[ITOC-ch4] DECIDABILITY

[ITOC-ch4] DECIDABILITY

Recall:

Recognizer

  • if $ w∈L $, than M must accept w.
  • if $ w∉L $, than M may loop when input w.

Decider

  • if $ w∈L $, than M must accept w.
  • if $ w∉L $, than M must reject w.

4.1 DECIDABLE LANGUAGES

DECIDABLE PROBLEMS CONCERNING REGULAR LANGUAGES

$ A_{DFA} = \{ \ <B,w> \ | \ B \ is \ a \ DFA \ that \ accepts \ input \ string \ w \} $.

Proof that it’s a decidable language by designing a decider

  • M = “On input <B, w>, where B is a DFA and w is a string:
    • Simulate B on input w.
    • If the simulation ends in an accept state, accept . If it ends in a nonaccepting state, reject .”

$ A_{NFA} = \{ \ <B, w> \ | \ B \ is \ an \ NFA \ that \ accepts \ input \ string \ w \} $.

Proof

  • Convert NFA to DFA

$ A_{REX} = \{ \ <R, w> \ | \ R \ is \ a \ regular \ expression \ that \ generates \ string \ w \}$.

Proof

  • Convert RE to NFA

$ E_{DFA} = \{ \ < A > | \ A \ is \ a \ DFA \ and \ L(A) = ∅ \} $.

Proof

  • Mark all states reachable from start state. accept if no accept state is marked

$ EQ_{DFA} = \{ \ <A, B> \ | \ A \ and \ B \ are \ DFA \ s \ and \ L(A) = L(B) \} $.

Proof

  • Construct L( C ) = L( A ) xor L( B ), test if L( C ) $ \in E_{DFA} $

DECIDABLE PROBLEMS CONCERNING CONTEXT-FREE LANGUAGES

$ A_{CFG} = \{ \ <G, w> \ | \ G \ is \ a \ CFG \ that \ generates \ string \ w \} $

if G were in Chomsky normal form, any derivation of w has 2n − 1 steps, where n is the length of w.

Proof

  • List all derivations with 2n − 1 steps, check if w is in them

$ E_{CFG} = \{ \ < G > | \ G \ is \ a \ CFG \ and \ L(G) = ∅ \} $.

Proof

  • Mark all terminal symbols and Mark all variables that can derive into marked symbols

$ EQ_{CFG} = \{ \ <G, H> \ | \ G \ and \ H \ are \ CFG \ s \ and \ L(G) = L(H) \} $.

Not decidable (P226)


Every context-free language is decidable.

Proof:

  • Use TM S that decide $ A_{CFG} $ ( if w is generated by G )
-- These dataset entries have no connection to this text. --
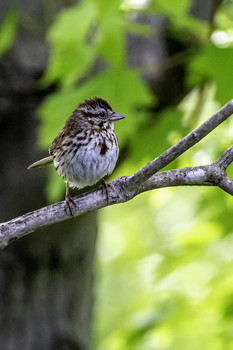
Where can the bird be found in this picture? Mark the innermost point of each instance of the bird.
(86, 149)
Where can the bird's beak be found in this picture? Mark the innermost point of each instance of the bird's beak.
(116, 116)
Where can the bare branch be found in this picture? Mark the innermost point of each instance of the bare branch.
(180, 147)
(125, 188)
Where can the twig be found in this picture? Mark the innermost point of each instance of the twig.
(125, 188)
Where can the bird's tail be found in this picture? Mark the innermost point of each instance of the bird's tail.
(41, 163)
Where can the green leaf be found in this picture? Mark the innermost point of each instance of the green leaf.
(214, 63)
(71, 54)
(7, 31)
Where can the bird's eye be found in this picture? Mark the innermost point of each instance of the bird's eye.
(102, 114)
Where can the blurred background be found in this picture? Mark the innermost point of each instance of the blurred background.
(154, 273)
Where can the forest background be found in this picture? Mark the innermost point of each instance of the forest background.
(163, 261)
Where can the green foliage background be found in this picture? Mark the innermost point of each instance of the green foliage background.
(165, 259)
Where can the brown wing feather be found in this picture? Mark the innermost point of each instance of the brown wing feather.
(42, 163)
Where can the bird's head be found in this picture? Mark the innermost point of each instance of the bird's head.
(98, 112)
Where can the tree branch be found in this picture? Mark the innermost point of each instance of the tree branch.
(125, 188)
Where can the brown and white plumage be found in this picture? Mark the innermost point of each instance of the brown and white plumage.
(86, 149)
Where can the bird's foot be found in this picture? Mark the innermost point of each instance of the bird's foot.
(69, 203)
(69, 200)
(105, 187)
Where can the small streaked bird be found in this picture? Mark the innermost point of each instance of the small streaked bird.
(86, 149)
  • Let G be a CFG for the CFL A we want to decide

  • Run S on <G,w>, if accept, means that $ w \in G $ therefore $ w \in A $, accept


4.2 UNDECIDABILITY

$ A_{TM} = \{ \ <M, w> \ | \ M \ is \ a \ TM \ and \ M \ accepts \ w \} $.


THE DIAGONALIZATION METHOD

same size

  • Set A and set B are the same size if there is a correspondence f : A→B.

countable

Ex: $ Q = \{ \frac{m}{n} | m, n ∈ N \} $ is countable


uncountable

Ex: the set of real numbers $ R $ is uncountable

using diagonalization method

ensure that $ x \neq f (n) $ for any n, therefore the correspondence to $ N $ failed


Some languages are not Turing-recognizable.

Proof

  • Set of all Turing machines $ M $ is countable

    • (图灵机的个数 == 图灵机识别的语言的个数 == 自然数的个数)

    • each TM M has an encoding into a string <M>

    • and set of all strings $ Σ^ ∗ $is countable ( set of finite length strings )
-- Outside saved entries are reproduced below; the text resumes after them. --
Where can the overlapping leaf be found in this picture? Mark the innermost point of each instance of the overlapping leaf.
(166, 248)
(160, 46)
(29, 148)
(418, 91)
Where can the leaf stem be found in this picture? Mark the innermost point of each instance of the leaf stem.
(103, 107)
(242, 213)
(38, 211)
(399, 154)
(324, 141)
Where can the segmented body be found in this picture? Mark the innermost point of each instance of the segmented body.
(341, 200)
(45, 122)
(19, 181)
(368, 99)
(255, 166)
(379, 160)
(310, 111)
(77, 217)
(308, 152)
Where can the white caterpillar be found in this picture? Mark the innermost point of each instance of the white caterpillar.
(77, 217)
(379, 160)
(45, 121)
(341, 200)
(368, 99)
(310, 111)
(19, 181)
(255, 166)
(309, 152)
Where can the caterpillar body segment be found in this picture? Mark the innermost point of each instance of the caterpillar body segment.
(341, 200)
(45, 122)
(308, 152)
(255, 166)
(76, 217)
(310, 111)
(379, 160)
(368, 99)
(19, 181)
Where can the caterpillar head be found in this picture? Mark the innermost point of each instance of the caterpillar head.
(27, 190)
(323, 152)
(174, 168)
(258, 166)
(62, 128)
  • Set of all languages $ L $ is uncountable

    • (所有语言的个数 == 实数的个数)

    • $ B $, the set of all infinite length binary sequence, is uncountable as $ R $

    • $ L $, the set of all languages over alphabet $ Σ $, have a correspondence with $ B $

    • Each language $ A ∈ L $ has a unique sequence in $ B $.

  • therefore $ L $ is larger than $ L_{TM}$


AN UNDECIDABLE LANGUAGE

$ A_{TM} = \{ \ <M, w> \ | \ M \ is \ a \ TM \ and \ M \ accepts \ w \} $.


$ A_{TM} $ is Turing-recognizable

  • Simulate M on w
  • If M ever enters its accept state, accept ; if M ever enters its reject state, reject ; If M loops, loop.

$ A_{TM} $ is undecidable

Proof

  • Assume we have the decider $ H $ to decide whether M accept w

  • construct a new TM $ D $ with $ H $ as a subroutine

  • Contradiction when we run D with its own description <D> as input


diagnolization in the proof

  • first list the table of whether $ M_i $ accepts $ <M_j> $
  • construct $ H $ so that $ H $ reject when $ M_i $ doesn’t accept $ <M_j> $
  • Finally the contradiction in $ D $


A TURING-UNRECOGNIZABLE LANGUAGE

A language is decidable iff it is Turing-recognizable and co-Turing recognizable.

Proof

  • if $ A $ decidable, $ \bar A$ is decidable, therefore both are recognizable

  • if both recognizable, we can construct decider for $ A $, therefore $ A $ is decidable

    Run their recognizer $ M_1 $ and $ M_2 $ simultaneously. If $ M_1 $ accepts, accept ; if $ M_2 $ accepts, reject.


$ \overline { A_{TM} } $ is not Turing-recognizable.